Other researchers at Rush involved in this study were Saurabh Khasnavis, PhD, student, Anamitra Ghosh, PhD, student, and Avik Roy, PhD, research assistant professor.
This research was supported by a grant from the National Institutes of Health that received the highest score for its scientific merit in the particular cycle it was reviewed.
Parkinson's is a slowly progressive disease that affects a small area of cells within the mid-brain known as the substantia nigra. Gradual degeneration of these cells causes a reduction in a vital chemical neurotransmitter, dopamine. The decrease in dopamine results in one or more of the classic signs of Parkinson's disease that includes resting tremor on one side of the body; generalized slowness of movement; stiffness of limbs and gait or balance problems. The cause of the disease is unknown. Both environmental and genetic causes of the disease have been postulated.
Parkinson's disease affects about 1.2 million patients in the United States and Canada. Although 15 percent of patients are diagnosed before age 50, it is generally considered a disease that targets older adults, affecting one of every 100 persons over the age of 60. This disease appears to be slightly more common in men than women.
The above story is based on materials provided by Rush University Medical Center.
S. Khasnavis, A. Ghosh, A. Roy, K. Pahan. (2013, Jun 6). Castration Induces Parkinson Disease Pathologies in Young Male Mice via Inducible Nitric-oxide Synthase. Journal of Biological Chemistry; 288 (29): 20843-20855. DOI:10.1074/jbc.M112.443556
Full Title and Abstract:
Castration Induces Parkinson Disease Pathologies in Young Male Mice via Inducible Nitric-oxide Synthase
Saurabh Khasnavis, Anamitra Ghosh, Avik Roy, and Kalipada Pahan
- Background: Developing a simple irreversible animal model to study nigrostriatal pathologies is important for Parkinson disease (PD).

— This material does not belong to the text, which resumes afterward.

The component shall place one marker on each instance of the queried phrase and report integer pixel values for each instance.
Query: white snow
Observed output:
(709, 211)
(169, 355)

- Results: Castration induces glial activation and death of dopaminergic neurons in wild type, but not iNOS−/−, young male mice.

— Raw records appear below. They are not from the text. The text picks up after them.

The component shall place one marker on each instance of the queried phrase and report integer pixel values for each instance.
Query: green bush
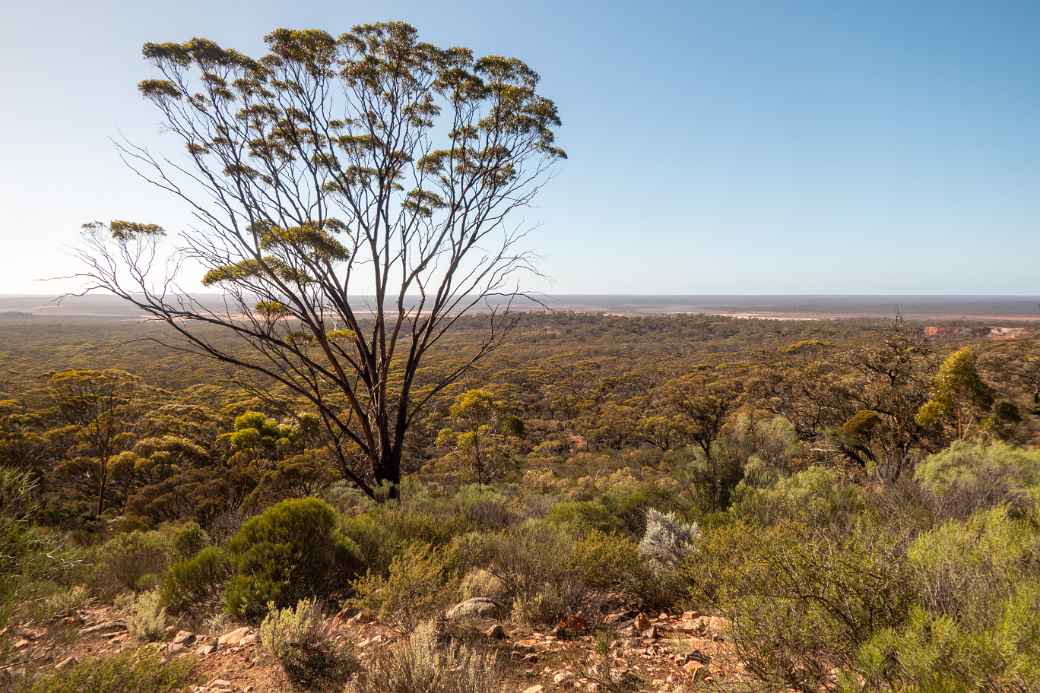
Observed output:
(934, 652)
(419, 664)
(817, 496)
(299, 639)
(290, 552)
(535, 562)
(613, 563)
(971, 476)
(420, 579)
(187, 539)
(803, 601)
(580, 516)
(145, 615)
(140, 670)
(197, 580)
(382, 533)
(125, 560)
(965, 568)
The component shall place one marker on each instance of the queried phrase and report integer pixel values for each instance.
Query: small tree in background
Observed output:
(353, 199)
(959, 398)
(485, 433)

- Conclusion: Castration induces nigrostriatal pathologies via iNOS.
- Significance: Castrated male mice may be used as a simple, toxin-free, nontransgenic, and irreversible animal model for PD.
Although Parkinson disease (PD) is a progressive neurodegenerative disorder, available animal models do not exhibit irreversible neurodegeneration, and this is a major obstacle in finding out an effective drug against this disease. Here we delineate a new irreversible model to study PD pathogenesis. The model is based on simple castration of young male mice. Levels of inducible nitric-oxide synthase (iNOS), glial markers (glial fibrillary acidic protein and CD11b), and α-synuclein were higher in nigra of castrated male mice than normal male mice. On the other hand, after castration, the level of glial-derived neurotrophic factor (GDNF) markedly decreased in the nigra of male mice. Accordingly, castration also induced the loss of tyrosine hydroxylase-positive neurons in the nigra and decrease in tyrosine hydroxylase-positive fibers and neurotransmitters in the striatum. Reversal of nigrostriatal pathologies in castrated male mice by subcutaneous implantation of 5α-dihydrotestosterone pellets validates an important role of male sex hormone in castration-induced nigrostriatal pathology. Interestingly, castration was unable to cause glial activation, decrease nigral GDNF, augment the death of nigral dopaminergic neurons, induce the loss of striatal fibers, and impair neurotransmitters in iNOS−/− male mice. Furthermore, we demonstrate that iNOS-derived NO is responsible for decreased expression of GDNF in activated astrocytes. Together, our results suggest that castration induces nigrostriatal pathologies via iNOS-mediated decrease in GDNF. These results are important because castrated young male mice may be used as a simple, toxin-free, and nontransgenic animal model to study PD-related nigrostriatal pathologies, paving the way for easy drug screening against PD.